GSoC application: tag guessing (improving and modularizing)
vedant agarwala
vedant.kota at gmail.com
Fri May 3 18:07:40 UTC 2013
Hello,
With less than one hour left for Student Application deadline, I am posting
my final proposal for Google Summer of Code.
Below is a plain text copy of my project proposal as submitted on Google
melange.
Thank-you,
Vedant
Name: Vedant Agarwala
Email Address: vedant.kota at gmail.com
Freenode IRC Nick: vedant
IM Service and Username: xmpp-google: vedant.kota at gmail.com
Location (City, Country and/or Time Zone): Kolkata, India GMT+5.30
Proposal Title: Improving and modularizing tag guessing
Motivation for Proposal and Goal: Currently, Amarok “guesses” tags of music
files through the MusicBrainz web service using either existing tags or
MusicIP (PUID) audio fingerprints. This method, however, is somewhat
outdated. MusicBrainz is phasing out MusicIP in favour of AcoustID and
other methods of guessing tags have emerged. Hence, getting tags for tracks
with missing/incorrect track name doesn't work as it should.
Say a user imports tracks from a CD. The CD didn't support/have track names
so all the songs he imported were named "Track 1", "Track 2", etc. He at
least needs the correct track names. He tries to get tags from MusicBrainz
but, as expected, he doesn't get the correct tags. It is not uncommon for
people to have tracks with missing or incorrect or useless (like in this
case) track names. My project aims to add more tag getters like MusicBrainz
AcustID tag getter and Last.fm tag getter, so that such situations are
minimized, if not removed entirely.
Also, getting tags from MusicBrainz is hard coded into the Amarok source
code and not modularized; this makes it hard to add new Tag Getters (like,
for example, Last.fm). Moreover, MusicBrainz code is not very well
documented. It's time consuming for a programmer trying to add features
even just to MusicBrainz since they will have to read and understand the
code. As of now, this is useful only to update existing tags. Tags for
songs with no/incorrect tags are not fetched properly.

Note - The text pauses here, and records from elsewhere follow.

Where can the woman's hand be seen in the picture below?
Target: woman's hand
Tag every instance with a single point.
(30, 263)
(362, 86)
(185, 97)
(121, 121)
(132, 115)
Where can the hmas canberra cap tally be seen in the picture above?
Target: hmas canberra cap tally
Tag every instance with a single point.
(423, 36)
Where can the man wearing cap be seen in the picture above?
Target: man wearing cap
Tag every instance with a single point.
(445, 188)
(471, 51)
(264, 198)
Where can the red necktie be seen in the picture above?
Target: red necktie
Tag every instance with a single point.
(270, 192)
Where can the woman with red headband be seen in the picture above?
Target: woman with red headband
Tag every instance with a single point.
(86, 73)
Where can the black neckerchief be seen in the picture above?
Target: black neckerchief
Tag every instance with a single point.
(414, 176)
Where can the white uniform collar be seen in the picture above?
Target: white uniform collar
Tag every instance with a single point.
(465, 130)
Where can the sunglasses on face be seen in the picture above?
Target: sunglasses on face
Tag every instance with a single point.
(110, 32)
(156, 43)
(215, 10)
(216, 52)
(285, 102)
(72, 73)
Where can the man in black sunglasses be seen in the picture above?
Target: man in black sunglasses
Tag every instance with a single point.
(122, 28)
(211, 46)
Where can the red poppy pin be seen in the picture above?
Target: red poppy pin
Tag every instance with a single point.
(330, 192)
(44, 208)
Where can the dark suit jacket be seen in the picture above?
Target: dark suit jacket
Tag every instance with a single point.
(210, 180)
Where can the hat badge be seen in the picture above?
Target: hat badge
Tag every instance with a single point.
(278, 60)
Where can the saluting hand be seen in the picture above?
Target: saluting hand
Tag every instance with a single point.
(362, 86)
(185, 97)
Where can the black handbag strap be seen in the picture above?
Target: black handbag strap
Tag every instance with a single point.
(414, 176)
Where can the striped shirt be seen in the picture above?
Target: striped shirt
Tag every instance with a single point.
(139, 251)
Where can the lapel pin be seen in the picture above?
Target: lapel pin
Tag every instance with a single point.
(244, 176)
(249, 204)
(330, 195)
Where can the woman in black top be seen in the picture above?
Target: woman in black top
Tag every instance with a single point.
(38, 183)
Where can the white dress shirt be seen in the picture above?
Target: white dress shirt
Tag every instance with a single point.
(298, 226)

The aim of this project is to create an abstract base class for tag
guessing that can be suitably inherited by other classes that aim to guess
tags.
Implementation Details:
-
Creating a generic framework for tag getters: I will replace the
existing musicbrainz directory by a taggetter directory. It will contain
Controller and Provider classes (similar to StatSyncing) under the
namespace TagGetter. The settings UI and related classes will also be
present in this directory. I will change the musicbrainzTagger() in the
TagDialog class to tagGetterController(). Once this is called, the
TagGetter::Controller (a singleton class) will be invoked and process of
tag guessing will begin. The Controller will have a list (a QList of
ProviderPointers) of available Providers and it will create objects of each
of them. Each of those objects will implementing the abstract base class
Provider. As required, the Controller will be calling the methods (and
connecting signals to slots) of the Provider on the main thread and via
polymorphism appropriate methods of each Provider will be called.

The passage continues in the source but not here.